Primers used for RT-qPCR analyses.

Gene name	Primer sequence (5′–3′)	Fragment (bp)	Ta (°C)
TAP2	TGGTTCGCAGCACAGTCA	262	56
	GCCTCGTTATACCTCCTCAGT
Caspase 10	GCTACGGACAAGACATAC	257	55
	GGTGGATGATGAGGAGAA
CCL4	TCTCGCTCTGTCTGTGTT	251	56
	CGTCCAGGTAGGTGATGA
CD3	TTCCAGTACCACAAGACAG	159	53
	CCAGGACTCAGAGGTGTA
CIITA	GTCGGTTAGTCTGCTTGGT	359	55
	TGTTCTGTCTGCTTCCTCTC
CXCL10	TCTACCAAGCGACCATCT	290	54
	GTGTCAGTGCTGTCAGTATA
CXCR4	GACTCGGACTCTGTTGAC	273	54
	CTGTGTTGGCATCTTCTTG
FOS	GGAGGTTGAGGTGTAGGT	216	56
	GCTAATCTGTTGAAGGAGAAG
IKK1	TTAACTCTTCTGGAACCTCTC	263	55
	GTGACCTGACCGTATGGA
IL12	CCTCACCATCTACATACACAT	190	55
	CACCTTGACCTGGAACTG
IL8	CCATCTGAGGAGAAGAACTC	381	56
	CTGTGTTATTGAGCCTGATTC
IRF3	GGAGTCGGCTTGAAGATA	246	55
	TCAGTGTGGAAGAGGAAC
LCP2	AGTCTGTCTGGCTGTGAT	151	53
	TCTCCTCCTTCTTGCTGAT
NCF1	TGGTGGTTCTGTCAGTGT	376	58
	CCTTGTTGTGGATGCTCTT
NFATC	GTCTGCTTCATACTCGTCTAT	136	53
	TGTCTGCCACTCTGTCAA
NFKBIA	TGTTGAGGAAGTCTGTGTT	230	56
	GCTGAAGGAGGAGGAGTA
TLR2	ACTCTGGAGGTGTTGGAT	280	56
	CGTTGATGGCTGATTGGA
TLR9	CCTACCTTGACATCTCTGAC	282	52
	CCGCCTTACTGAAGAACAT
TNF12	CTCGCCTCACATCTTCAG	220	52
	TCCACAACAACTTCCACAA
TNFR11	CAGTGCTGTCAGTCATCA	127	52
	TGTATCCTCGTCCTCTTCA
β actin	CGACCTCACAGACTACCT	221	56
	AACGGAACCTCTCATTGC

Growth performance calculations

Data on initial body weight were used to calculate percentage weight gain (PWG).
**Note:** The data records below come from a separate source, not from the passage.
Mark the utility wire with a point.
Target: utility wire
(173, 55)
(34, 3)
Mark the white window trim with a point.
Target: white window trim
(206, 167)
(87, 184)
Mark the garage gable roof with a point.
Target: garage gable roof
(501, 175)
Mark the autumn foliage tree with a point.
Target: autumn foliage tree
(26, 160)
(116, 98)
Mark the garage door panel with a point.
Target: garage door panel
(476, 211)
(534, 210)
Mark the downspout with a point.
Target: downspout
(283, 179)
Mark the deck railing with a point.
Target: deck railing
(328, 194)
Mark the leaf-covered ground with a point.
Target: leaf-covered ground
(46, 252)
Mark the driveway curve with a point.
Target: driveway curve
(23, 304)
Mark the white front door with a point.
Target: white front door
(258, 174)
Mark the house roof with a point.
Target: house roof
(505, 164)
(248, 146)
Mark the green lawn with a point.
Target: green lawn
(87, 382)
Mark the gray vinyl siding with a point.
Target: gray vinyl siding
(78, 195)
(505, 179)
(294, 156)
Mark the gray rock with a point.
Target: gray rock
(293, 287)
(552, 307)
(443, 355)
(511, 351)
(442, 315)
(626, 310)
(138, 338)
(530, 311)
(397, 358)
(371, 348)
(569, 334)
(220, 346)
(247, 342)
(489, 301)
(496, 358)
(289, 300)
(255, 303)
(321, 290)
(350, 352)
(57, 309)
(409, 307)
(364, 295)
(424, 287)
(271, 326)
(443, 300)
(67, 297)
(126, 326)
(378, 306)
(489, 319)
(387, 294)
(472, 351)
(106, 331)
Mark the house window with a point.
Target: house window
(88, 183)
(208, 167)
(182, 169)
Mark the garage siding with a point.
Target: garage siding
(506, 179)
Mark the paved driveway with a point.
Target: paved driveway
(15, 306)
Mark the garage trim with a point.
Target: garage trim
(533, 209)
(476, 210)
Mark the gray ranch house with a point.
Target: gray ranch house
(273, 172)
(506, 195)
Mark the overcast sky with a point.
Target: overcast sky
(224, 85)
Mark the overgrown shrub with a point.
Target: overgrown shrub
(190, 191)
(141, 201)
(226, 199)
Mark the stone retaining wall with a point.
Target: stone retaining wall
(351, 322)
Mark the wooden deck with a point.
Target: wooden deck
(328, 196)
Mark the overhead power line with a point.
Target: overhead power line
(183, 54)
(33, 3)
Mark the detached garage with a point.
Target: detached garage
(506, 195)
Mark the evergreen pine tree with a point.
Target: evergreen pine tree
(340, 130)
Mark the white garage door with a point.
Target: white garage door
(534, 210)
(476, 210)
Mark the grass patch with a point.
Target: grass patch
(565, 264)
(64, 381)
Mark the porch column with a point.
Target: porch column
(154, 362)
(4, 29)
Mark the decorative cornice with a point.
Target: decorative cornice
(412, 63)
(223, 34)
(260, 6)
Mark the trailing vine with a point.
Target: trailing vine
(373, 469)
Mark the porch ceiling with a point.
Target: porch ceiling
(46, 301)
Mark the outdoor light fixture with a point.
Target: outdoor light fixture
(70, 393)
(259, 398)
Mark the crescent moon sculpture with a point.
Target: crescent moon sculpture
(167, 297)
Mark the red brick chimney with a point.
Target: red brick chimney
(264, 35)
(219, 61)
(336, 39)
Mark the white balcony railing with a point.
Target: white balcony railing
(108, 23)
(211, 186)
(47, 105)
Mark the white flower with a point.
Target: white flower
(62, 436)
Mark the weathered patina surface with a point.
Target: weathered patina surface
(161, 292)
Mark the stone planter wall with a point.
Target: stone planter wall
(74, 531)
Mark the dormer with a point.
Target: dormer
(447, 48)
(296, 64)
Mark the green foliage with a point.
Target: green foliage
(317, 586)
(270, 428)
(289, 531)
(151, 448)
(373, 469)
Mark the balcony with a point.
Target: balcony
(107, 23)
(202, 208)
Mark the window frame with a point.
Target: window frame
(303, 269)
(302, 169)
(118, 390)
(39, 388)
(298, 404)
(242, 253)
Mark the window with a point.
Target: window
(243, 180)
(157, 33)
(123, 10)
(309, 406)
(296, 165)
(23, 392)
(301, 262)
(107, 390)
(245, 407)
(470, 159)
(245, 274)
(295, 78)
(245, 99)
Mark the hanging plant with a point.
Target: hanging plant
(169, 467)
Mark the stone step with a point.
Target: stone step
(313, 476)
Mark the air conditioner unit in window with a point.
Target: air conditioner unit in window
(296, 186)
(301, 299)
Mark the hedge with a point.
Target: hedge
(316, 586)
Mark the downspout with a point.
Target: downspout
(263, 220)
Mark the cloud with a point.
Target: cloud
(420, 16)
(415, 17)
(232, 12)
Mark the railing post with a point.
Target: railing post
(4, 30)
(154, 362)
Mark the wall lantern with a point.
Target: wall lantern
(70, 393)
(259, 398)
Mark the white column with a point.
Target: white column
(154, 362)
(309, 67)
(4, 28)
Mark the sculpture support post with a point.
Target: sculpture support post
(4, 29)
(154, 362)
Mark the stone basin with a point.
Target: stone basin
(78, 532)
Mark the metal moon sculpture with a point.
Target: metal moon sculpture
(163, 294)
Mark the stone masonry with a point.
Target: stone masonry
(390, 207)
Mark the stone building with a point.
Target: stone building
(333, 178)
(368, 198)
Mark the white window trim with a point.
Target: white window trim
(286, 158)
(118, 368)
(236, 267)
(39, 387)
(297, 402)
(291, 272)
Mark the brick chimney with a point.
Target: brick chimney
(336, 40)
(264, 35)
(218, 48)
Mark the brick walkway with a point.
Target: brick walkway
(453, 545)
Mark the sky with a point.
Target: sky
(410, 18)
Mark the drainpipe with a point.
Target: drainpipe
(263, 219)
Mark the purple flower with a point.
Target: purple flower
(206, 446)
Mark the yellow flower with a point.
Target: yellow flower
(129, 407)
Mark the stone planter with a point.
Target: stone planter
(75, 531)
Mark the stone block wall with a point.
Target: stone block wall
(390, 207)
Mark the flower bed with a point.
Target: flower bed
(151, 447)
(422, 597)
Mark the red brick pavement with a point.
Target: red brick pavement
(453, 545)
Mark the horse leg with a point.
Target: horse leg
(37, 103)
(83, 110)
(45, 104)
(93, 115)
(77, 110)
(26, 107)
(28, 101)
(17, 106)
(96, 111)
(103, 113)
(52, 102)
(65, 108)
PWG (%) = 100% × (final body weight − initial body weight)/initial body weight. All measured values were presented as the mean ± standard deviation (SD). All data were tested for homogeneity (Levene’s test) and normal distribution (Kolmogorov-Smirnov tests), and necessary data were transformed before analysis. When data did not present variance homogeneity and normal distribution, Spearman’s correlation was used to determine the relationship between the response data and dietary carbohydrate. Values were regarded as statistically significant at P < 0.05. Statistical analysis was used to rank the groups using SPSS 18.0 (IBM, Chicago, USA) for Windows.